Trust in AI vs. human doctors: The roles of subjective understanding, perceived epistemic authority and social proof
Xiaotong Ding, Cai Xing
Abstract
Artificial intelligence (AI) is emerging as a valuable assistant in healthcare and can help alleviate the burden on overstretched medical systems. Yet, despite comparable or superior performance, AI doctors are often trusted less than their human counterparts. To identify the mechanisms underlying this trust disparity, we conducted four studies ( N = 1040). Study 1 utilized self-report measures to provide initial correlational evidence for both mediations. Studies 2a and 2b employed experimental designs to establish causal mediating effects. Study 3 explored a potential boundary condition for the mediation.

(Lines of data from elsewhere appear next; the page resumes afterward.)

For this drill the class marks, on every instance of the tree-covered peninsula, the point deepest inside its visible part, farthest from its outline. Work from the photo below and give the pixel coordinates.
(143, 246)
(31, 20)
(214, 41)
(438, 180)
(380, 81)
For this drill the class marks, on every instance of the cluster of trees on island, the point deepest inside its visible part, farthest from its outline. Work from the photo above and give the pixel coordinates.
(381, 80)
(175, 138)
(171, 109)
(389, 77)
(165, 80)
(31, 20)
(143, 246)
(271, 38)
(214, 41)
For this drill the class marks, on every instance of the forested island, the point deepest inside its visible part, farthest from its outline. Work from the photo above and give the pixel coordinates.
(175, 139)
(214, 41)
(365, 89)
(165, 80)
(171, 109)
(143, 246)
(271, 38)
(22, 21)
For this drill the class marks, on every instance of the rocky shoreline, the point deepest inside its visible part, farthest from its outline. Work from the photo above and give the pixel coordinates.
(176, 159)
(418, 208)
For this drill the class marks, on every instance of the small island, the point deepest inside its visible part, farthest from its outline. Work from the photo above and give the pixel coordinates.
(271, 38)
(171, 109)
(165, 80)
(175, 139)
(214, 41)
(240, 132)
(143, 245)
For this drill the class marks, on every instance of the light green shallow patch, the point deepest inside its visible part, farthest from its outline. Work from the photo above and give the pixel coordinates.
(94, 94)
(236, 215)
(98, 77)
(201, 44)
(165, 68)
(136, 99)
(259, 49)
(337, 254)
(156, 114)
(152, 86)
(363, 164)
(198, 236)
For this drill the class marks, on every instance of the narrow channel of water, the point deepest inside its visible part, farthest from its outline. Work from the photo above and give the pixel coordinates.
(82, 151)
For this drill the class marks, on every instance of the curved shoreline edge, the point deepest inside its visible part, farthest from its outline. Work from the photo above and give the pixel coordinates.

The results revealed that, subjective understanding and perceived epistemic authority mediated the effect of doctor type (AI vs. human) on trust. Specifically, compared to human doctors, individuals experienced greater subjective difficulty in understanding the diagnostic process of AI, and they perceived AI doctors as possessing lower epistemic authority. These ultimately led to the lower levels of trust in AI doctors. Moreover, social proof moderated the mediating effect of subjective understanding but not that of perceived epistemic authority. These findings support and enrich the three-layered model of trust in automation, and offer practical guidance for the development of trustworthy AI doctors. • Individuals show lower trust in AI doctors compared to human doctors. • Subjective understanding mediates the effect of doctor type (AI vs. human) on trust. • Perceived epistemic authority mediates the effect of doctor type (AI vs. human) on trust. • Social proof moderates the mediating effect of subjective understanding. • The research adopts measurement-of-mediation and manipulation-of-mediator designs.